Ann Rheum Dis Published Online First: 06March2017. doi:10.1136/annrheumdis-2016-210715

The EULAR 2016 recommendations update, based on three systematic literature reviews (SLRs) and expert opinion, comprises four overarching principles and 12 recommendations compared with 14, respectively, in 2013. These recommendations intend to inform regarding EULAR’s most recent consensus on the management of RA, with the aim of attaining the best outcomes with current therapies.All DMARD types: csDMARDs, bDMARDs, tsDMARD and bsDMARD are addressed, and cost aspects are taken into consideration. As a first strategy, the Task Force recommends MTX + short-term glucocorticoids aiming for >50% improvement within 3 months, and target attainment (remission or at least low disease activity) within 6 months. Of note, the recommendations have been adjusted with respect to the use of tsDMARDs.
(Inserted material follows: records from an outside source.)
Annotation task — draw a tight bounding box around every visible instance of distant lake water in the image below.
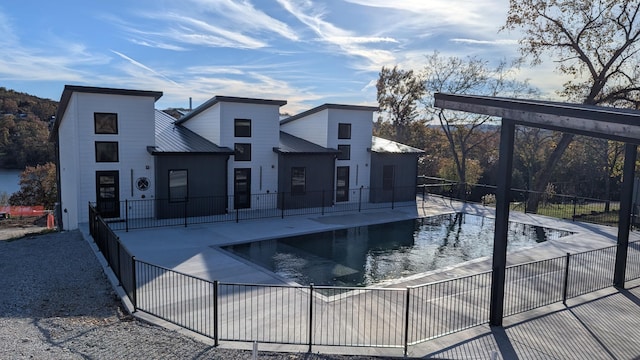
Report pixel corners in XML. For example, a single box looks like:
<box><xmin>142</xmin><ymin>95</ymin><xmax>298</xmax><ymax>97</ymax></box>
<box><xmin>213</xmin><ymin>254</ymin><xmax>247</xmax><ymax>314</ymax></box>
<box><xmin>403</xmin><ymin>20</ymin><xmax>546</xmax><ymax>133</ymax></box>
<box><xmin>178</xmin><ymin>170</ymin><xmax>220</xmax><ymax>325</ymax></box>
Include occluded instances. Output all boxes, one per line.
<box><xmin>0</xmin><ymin>169</ymin><xmax>22</xmax><ymax>195</ymax></box>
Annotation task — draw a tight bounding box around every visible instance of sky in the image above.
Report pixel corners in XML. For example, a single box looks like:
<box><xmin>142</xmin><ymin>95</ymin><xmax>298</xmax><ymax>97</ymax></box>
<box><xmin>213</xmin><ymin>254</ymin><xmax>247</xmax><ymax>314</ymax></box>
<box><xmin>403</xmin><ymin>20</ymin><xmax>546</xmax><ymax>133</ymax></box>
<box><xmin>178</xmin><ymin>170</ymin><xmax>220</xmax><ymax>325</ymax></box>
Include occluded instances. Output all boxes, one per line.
<box><xmin>0</xmin><ymin>0</ymin><xmax>561</xmax><ymax>114</ymax></box>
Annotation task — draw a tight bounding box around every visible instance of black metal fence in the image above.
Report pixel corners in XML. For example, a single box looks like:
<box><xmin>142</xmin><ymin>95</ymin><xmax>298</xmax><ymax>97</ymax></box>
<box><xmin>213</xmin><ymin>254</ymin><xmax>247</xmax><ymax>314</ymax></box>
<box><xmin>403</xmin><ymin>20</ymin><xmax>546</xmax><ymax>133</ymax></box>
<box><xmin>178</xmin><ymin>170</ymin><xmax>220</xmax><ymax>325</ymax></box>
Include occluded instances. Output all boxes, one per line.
<box><xmin>103</xmin><ymin>187</ymin><xmax>416</xmax><ymax>231</ymax></box>
<box><xmin>89</xmin><ymin>205</ymin><xmax>640</xmax><ymax>355</ymax></box>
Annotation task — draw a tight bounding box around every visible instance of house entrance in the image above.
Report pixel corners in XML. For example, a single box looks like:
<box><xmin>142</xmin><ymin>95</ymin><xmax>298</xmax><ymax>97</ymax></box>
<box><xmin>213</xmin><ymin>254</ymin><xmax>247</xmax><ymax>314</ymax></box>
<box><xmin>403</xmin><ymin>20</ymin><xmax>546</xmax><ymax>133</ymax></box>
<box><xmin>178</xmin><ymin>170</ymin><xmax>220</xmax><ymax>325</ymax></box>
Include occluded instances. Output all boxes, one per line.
<box><xmin>233</xmin><ymin>169</ymin><xmax>251</xmax><ymax>209</ymax></box>
<box><xmin>336</xmin><ymin>166</ymin><xmax>349</xmax><ymax>202</ymax></box>
<box><xmin>96</xmin><ymin>171</ymin><xmax>120</xmax><ymax>218</ymax></box>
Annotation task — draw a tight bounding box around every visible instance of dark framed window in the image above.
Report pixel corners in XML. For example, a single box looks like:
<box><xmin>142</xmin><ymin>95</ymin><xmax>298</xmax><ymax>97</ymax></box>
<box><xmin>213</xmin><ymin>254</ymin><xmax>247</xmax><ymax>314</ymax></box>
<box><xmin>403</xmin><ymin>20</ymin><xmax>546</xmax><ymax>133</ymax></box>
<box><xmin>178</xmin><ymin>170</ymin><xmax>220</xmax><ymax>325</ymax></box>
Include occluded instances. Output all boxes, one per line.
<box><xmin>96</xmin><ymin>141</ymin><xmax>118</xmax><ymax>162</ymax></box>
<box><xmin>169</xmin><ymin>169</ymin><xmax>189</xmax><ymax>202</ymax></box>
<box><xmin>233</xmin><ymin>119</ymin><xmax>251</xmax><ymax>137</ymax></box>
<box><xmin>338</xmin><ymin>145</ymin><xmax>351</xmax><ymax>160</ymax></box>
<box><xmin>233</xmin><ymin>143</ymin><xmax>251</xmax><ymax>161</ymax></box>
<box><xmin>382</xmin><ymin>165</ymin><xmax>395</xmax><ymax>190</ymax></box>
<box><xmin>338</xmin><ymin>123</ymin><xmax>351</xmax><ymax>139</ymax></box>
<box><xmin>93</xmin><ymin>113</ymin><xmax>118</xmax><ymax>134</ymax></box>
<box><xmin>291</xmin><ymin>167</ymin><xmax>307</xmax><ymax>195</ymax></box>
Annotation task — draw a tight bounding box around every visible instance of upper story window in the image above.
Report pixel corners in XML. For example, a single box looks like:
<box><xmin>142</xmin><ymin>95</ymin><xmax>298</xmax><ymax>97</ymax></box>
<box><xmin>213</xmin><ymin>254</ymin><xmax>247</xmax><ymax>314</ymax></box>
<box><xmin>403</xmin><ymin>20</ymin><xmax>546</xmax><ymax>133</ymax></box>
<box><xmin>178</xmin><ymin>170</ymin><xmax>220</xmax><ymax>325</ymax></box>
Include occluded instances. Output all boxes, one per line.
<box><xmin>338</xmin><ymin>145</ymin><xmax>351</xmax><ymax>160</ymax></box>
<box><xmin>96</xmin><ymin>141</ymin><xmax>118</xmax><ymax>162</ymax></box>
<box><xmin>338</xmin><ymin>123</ymin><xmax>351</xmax><ymax>139</ymax></box>
<box><xmin>234</xmin><ymin>119</ymin><xmax>251</xmax><ymax>137</ymax></box>
<box><xmin>93</xmin><ymin>113</ymin><xmax>118</xmax><ymax>134</ymax></box>
<box><xmin>234</xmin><ymin>143</ymin><xmax>251</xmax><ymax>161</ymax></box>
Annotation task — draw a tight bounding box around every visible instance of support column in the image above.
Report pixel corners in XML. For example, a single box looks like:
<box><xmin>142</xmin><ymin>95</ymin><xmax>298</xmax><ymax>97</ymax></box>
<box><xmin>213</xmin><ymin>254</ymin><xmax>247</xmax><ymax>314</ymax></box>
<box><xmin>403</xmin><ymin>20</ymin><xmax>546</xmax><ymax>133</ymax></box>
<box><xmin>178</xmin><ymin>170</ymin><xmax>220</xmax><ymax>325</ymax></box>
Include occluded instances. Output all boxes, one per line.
<box><xmin>613</xmin><ymin>144</ymin><xmax>638</xmax><ymax>289</ymax></box>
<box><xmin>489</xmin><ymin>119</ymin><xmax>515</xmax><ymax>326</ymax></box>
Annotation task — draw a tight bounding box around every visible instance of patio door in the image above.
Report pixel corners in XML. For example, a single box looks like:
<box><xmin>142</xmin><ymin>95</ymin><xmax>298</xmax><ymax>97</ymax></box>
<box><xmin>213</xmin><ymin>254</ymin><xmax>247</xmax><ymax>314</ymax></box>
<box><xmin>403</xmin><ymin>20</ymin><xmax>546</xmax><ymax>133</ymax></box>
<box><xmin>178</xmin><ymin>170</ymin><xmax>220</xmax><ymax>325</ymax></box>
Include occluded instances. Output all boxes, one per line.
<box><xmin>233</xmin><ymin>168</ymin><xmax>251</xmax><ymax>209</ymax></box>
<box><xmin>96</xmin><ymin>171</ymin><xmax>120</xmax><ymax>218</ymax></box>
<box><xmin>336</xmin><ymin>166</ymin><xmax>349</xmax><ymax>202</ymax></box>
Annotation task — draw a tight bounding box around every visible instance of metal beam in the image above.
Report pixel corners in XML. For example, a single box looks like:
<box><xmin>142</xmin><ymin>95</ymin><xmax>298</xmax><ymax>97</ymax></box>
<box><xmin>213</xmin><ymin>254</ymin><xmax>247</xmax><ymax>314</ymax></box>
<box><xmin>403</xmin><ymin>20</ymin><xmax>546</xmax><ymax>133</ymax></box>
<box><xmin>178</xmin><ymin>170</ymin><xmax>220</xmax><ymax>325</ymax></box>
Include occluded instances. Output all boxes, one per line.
<box><xmin>489</xmin><ymin>119</ymin><xmax>515</xmax><ymax>326</ymax></box>
<box><xmin>613</xmin><ymin>144</ymin><xmax>637</xmax><ymax>289</ymax></box>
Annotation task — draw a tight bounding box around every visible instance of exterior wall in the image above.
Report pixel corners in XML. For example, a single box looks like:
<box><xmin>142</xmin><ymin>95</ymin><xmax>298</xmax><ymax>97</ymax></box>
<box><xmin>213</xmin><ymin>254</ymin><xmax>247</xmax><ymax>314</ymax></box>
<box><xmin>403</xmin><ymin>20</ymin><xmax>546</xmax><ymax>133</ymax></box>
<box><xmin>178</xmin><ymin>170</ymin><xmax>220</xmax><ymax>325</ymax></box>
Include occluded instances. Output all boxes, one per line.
<box><xmin>327</xmin><ymin>109</ymin><xmax>373</xmax><ymax>202</ymax></box>
<box><xmin>59</xmin><ymin>92</ymin><xmax>155</xmax><ymax>229</ymax></box>
<box><xmin>369</xmin><ymin>153</ymin><xmax>418</xmax><ymax>203</ymax></box>
<box><xmin>182</xmin><ymin>104</ymin><xmax>223</xmax><ymax>145</ymax></box>
<box><xmin>155</xmin><ymin>154</ymin><xmax>228</xmax><ymax>219</ymax></box>
<box><xmin>278</xmin><ymin>154</ymin><xmax>335</xmax><ymax>209</ymax></box>
<box><xmin>220</xmin><ymin>102</ymin><xmax>280</xmax><ymax>208</ymax></box>
<box><xmin>281</xmin><ymin>109</ymin><xmax>330</xmax><ymax>147</ymax></box>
If the treatment target is not achieved with the first csDMARD strategy, when poor prognostic factors are present adding a bDMARD or a tsDMARD (tofacitinib or baricitinib, where approved) should be considered, whereas current practice is to start a bDMARD. In patients who are unable to use csDMARDs as comedication, IL-6 inhibitors and tsDMARDs may have advantages over other bDMARDs. If treatment with a bDMARD or tsDMARD fails, any other bDMARD or tsDMARD is recommended. If failure occurred with a TNF inhibitor (TNFi), patients may receive another TNFi or an agent with another mechanism of action. If a patient is in sustained remission, bDMARDs can be tapered.For each recommendation, levels of evidence and agreement were mostly very high.